Abhanga 2731
Yēṇē jāṇē tarī — the coming and going (samsāra) — that — rāhē Deva krpā karī — stops, if Deva does compassion.
The verse
येणें जाणें तरी । राहे देव कृपा करी ॥१॥
ऐसें तंव पुण्य नाहीं । पाहातां माझे गांठी कांहीं ॥ध्रु.॥
भय निवारिता कोण वेगळा अनंता ॥२॥
तुका म्हणे वारे भोग । वारी तरी पांडुरंग ॥३॥
Literal translation
Yēṇē jāṇē tarī — the coming and going (samsāra) — that — rāhē Deva krpā karī — stops, if Deva does compassion. Aisē tanva puṇya nāhīm — there is no such puṇya; pāhātām mājhe gāṭhī kāmhī — looking at my pouch — nothing. Bhaya nivāritā kōṇa vēgaḷā Anantā — who is separate-from-Ananta to remove the bhaya (fear)? Tukā says: vārē bhōga — vārī tari Pāṇḍuranga — the wind of bhōga — only Pāṇḍuranga fans it away*.
What it means
A short humble-petition verse. Yēṇē jāṇē tarī — rāhē Deva krpā karī — the coming-and-going (of samsāra) only stops if Deva does compassion. The yēṇē-jāṇē (coming-going) is the samsāra-cycle; rāhē (stops, stays-still) only by krpā (compassion). Not by self-effort, not by accumulated-merit.
The dhrūpada: aisē tanva puṇya nāhīm — pāhātām mājhe gāṭhī kāmhī — I don't have such puṇya; looking at my pouch — there is nothing. Gāṭhī (pouch, knot-bag) — the place where one stores accumulated-merit (or coins). The bhakta looks at his own gāṭhī and finds kāmhī (nothing). Honest disclaimer about the puṇya-balance.
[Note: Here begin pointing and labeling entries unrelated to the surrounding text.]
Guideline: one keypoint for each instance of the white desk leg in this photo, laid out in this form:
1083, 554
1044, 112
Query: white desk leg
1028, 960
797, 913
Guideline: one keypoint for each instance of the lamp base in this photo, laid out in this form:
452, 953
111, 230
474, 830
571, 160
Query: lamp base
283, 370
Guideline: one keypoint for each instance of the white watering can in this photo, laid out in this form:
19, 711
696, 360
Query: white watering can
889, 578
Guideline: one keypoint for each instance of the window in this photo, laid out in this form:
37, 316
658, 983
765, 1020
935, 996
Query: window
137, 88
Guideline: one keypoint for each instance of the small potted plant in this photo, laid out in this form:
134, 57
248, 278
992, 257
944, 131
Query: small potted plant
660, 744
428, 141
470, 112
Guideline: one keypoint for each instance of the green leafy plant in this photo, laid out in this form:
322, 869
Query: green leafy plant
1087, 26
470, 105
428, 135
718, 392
The second verse offers a rhetorical-placement: bhaya nivāritā kōṇa vēgaḷā Anantā — who is separate-from-Ananta to remove fear? The structure of the question: to remove fear, who would even be separate from Ananta? Only the non-Ananta could be the source of fear, and the removal is from-within-Ananta. The bhakta doesn't have to look elsewhere.
The close: vārē bhōga — vārī tari Pāṇḍuranga — the wind of bhōga (experience-pleasure) — only Pāṇḍuranga fans it away. Vārē-bhōga is a striking compound: the wind of bhōga — the bhōga-attractions blow like wind. Vārī (fan-away, dispel) — only Pāṇḍuranga can dispel the wind-of-bhōga. The wind itself cannot be stopped; the fanning-away removes it.
For someone today
A useful honest-petition for the I-have-nothing-in-my-pouch moment. The coming-and-going stops only by Deva's compassion; I have no puṇya — my pouch is empty; who is even separate-from-Ananta to remove fear? Only Pāṇḍuranga fans away the wind-of-bhōga. The honest empty-pouch confession is the petition; nothing else needs to be added. The wind-of-bhōga image is useful: the attractions blow like wind — you cannot stop them by gripping, but Pāṇḍuranga can fan them away.
Where this applies
- The I-have-no-puṇya-in-my-pouch honest acknowledgment
- Recognizing only Deva's compassion stops coming-and-going
- The rhetorical placement: who is separate-from-Ananta to remove fear?